Las notas musicales resuenan por toda la habitación. Mis manos se mueven con sincronización sobre las teclas con fuerza. El nombre de cada una de las notas sale a relucir; su duración, los matices, y la forma en que quiero tocar cada una de ellas.

Cada vez que toco el piano, un nuevo mundo se expande en mi cabeza. Es como si fuera parte de una tele-transportación; me voy hacia el lugar dónde vivía el compositor, y casi puedo vivir a través de él.

Una pieza puede decir muchas cosas, por lo que en algunos casos no es suficiente solo sentarse tocar.

Aunque sea difícil de creer, los músicos— algunos—suelen investigar primero sobre la pieza a ejecutar: quién la escribió, dónde, en qué situación se encontraba el compositor, qué quería expresar. Todo esa fase de investigación ayuda a ejecutar la pieza con éxito, de alguna forma, te pones en los zapatos del compositor.

Además de eso, me gusta dar mi toque personal. De lo contrario todas las interpretaciones serían iguales, y eso es aburrido.

Toqué el último acorde con fuerza. El sonido se prolongó, haciendo eco por toda mi habitación. Levanté las manos del piano. El sonido duró unos segundos más, hasta disiparse por el aire.
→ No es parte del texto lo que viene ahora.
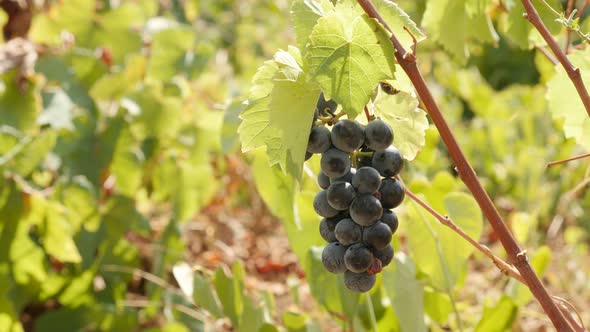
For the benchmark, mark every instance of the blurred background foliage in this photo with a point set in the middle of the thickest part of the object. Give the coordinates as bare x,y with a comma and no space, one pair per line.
126,205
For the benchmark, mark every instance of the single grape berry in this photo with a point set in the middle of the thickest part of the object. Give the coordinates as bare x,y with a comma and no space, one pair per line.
322,207
359,282
319,139
366,180
377,236
378,135
392,193
389,162
347,135
327,233
375,267
335,163
384,255
323,180
358,258
346,177
340,194
365,160
390,219
365,210
348,232
333,257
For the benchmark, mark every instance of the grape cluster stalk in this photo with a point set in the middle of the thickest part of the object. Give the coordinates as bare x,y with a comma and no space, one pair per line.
359,191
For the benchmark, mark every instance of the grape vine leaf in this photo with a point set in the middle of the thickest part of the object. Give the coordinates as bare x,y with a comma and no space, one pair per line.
348,54
409,123
436,249
19,109
564,102
59,234
406,293
279,111
305,14
452,23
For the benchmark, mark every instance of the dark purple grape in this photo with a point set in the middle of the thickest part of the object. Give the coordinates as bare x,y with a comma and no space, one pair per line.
319,139
322,207
390,219
366,180
340,194
384,255
346,177
323,180
377,236
333,257
392,193
327,233
335,163
389,162
378,135
348,232
347,135
365,210
359,282
358,258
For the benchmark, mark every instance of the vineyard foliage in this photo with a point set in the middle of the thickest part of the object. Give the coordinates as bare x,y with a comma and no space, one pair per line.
120,119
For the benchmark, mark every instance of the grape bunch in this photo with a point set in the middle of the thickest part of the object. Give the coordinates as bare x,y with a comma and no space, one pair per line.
359,191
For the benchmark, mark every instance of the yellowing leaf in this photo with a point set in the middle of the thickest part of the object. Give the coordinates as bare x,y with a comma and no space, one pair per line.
280,111
348,55
408,122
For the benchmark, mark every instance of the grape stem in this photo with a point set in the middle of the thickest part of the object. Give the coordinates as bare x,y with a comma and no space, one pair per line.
515,253
573,72
504,267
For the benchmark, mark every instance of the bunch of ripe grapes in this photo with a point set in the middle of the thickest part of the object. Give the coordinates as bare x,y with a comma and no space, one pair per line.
358,166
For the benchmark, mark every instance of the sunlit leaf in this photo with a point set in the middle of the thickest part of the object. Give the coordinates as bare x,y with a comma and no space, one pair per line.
348,55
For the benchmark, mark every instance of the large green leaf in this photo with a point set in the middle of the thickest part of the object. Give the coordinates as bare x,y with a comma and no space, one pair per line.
58,237
348,54
437,250
409,123
565,103
452,23
406,293
19,102
294,209
280,111
24,158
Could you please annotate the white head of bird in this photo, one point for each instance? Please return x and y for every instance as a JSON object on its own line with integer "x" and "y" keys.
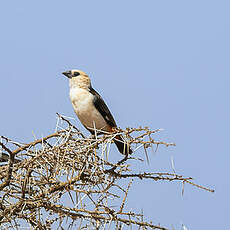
{"x": 78, "y": 78}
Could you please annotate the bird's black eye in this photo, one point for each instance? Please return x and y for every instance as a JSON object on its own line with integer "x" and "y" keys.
{"x": 76, "y": 74}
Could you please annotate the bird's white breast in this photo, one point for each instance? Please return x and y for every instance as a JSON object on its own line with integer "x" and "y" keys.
{"x": 89, "y": 116}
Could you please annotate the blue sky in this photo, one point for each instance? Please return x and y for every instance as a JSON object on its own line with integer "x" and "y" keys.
{"x": 162, "y": 64}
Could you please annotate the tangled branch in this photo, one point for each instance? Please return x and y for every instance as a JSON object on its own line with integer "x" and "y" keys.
{"x": 66, "y": 179}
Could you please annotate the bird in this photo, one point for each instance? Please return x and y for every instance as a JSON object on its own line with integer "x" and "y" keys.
{"x": 91, "y": 109}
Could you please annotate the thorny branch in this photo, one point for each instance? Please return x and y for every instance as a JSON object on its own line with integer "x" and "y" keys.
{"x": 67, "y": 180}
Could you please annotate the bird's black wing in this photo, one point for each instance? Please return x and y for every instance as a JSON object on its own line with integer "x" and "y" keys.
{"x": 102, "y": 108}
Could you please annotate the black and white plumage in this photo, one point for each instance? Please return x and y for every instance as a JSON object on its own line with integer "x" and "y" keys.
{"x": 91, "y": 108}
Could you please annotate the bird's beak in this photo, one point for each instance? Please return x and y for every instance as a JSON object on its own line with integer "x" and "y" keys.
{"x": 67, "y": 74}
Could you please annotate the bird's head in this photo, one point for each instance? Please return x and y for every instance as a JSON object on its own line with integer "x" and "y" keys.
{"x": 78, "y": 78}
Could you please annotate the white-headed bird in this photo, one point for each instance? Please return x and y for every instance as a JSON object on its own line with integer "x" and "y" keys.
{"x": 91, "y": 109}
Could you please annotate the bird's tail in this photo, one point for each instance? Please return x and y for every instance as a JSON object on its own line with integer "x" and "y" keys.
{"x": 123, "y": 148}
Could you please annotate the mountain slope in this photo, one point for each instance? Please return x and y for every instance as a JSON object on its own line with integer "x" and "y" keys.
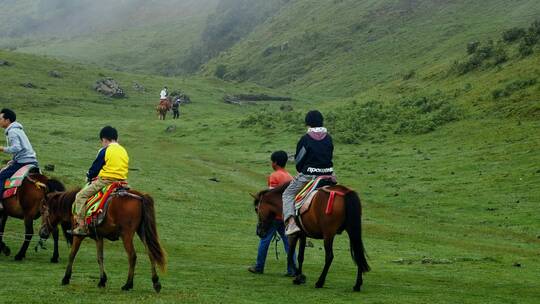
{"x": 340, "y": 48}
{"x": 129, "y": 35}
¿Pero, qué pasa cuando eres tú quién compone?

Es totalmente diferente ¡Es mágico! Y ahora me cuesta creer cómo no me atreví a probar esto antes. Supongo que es una cosa más que le agradeceré a Turner, porque nunca lo hubiera hecho sino fuera por él.

Esto es genial. Todavía no tengo la letra de la canción, pero he conseguido hacer unos cuantos arreglos a la melodía, y no es por presumir, pero suena mucho mejor.

¿Quién sabe? Tal vez algún día pueda componer una sinfonía. Ese ha sido un campo dominado por hombres durante siglos, ya es hora de darle un cambio.

Más tarde, decidí dar una vuelta para despejarme un poco. Me quedé con la resonancia de los acordes mientras caminaba. El cielo está radiante, las nubes se ven como algodones esponjosos, y un viento fresco sopla en compañía del sol.

Pasé frente a un Starbucks. No pude resistirme y entré: me situé en la fila para pedir un café helado con crema batida, mi favorito.

—Fuller, ¿eres tú?

Oh, esa irritante voz la conozco.

Entorné los ojos, preparándome para una conversación incómoda.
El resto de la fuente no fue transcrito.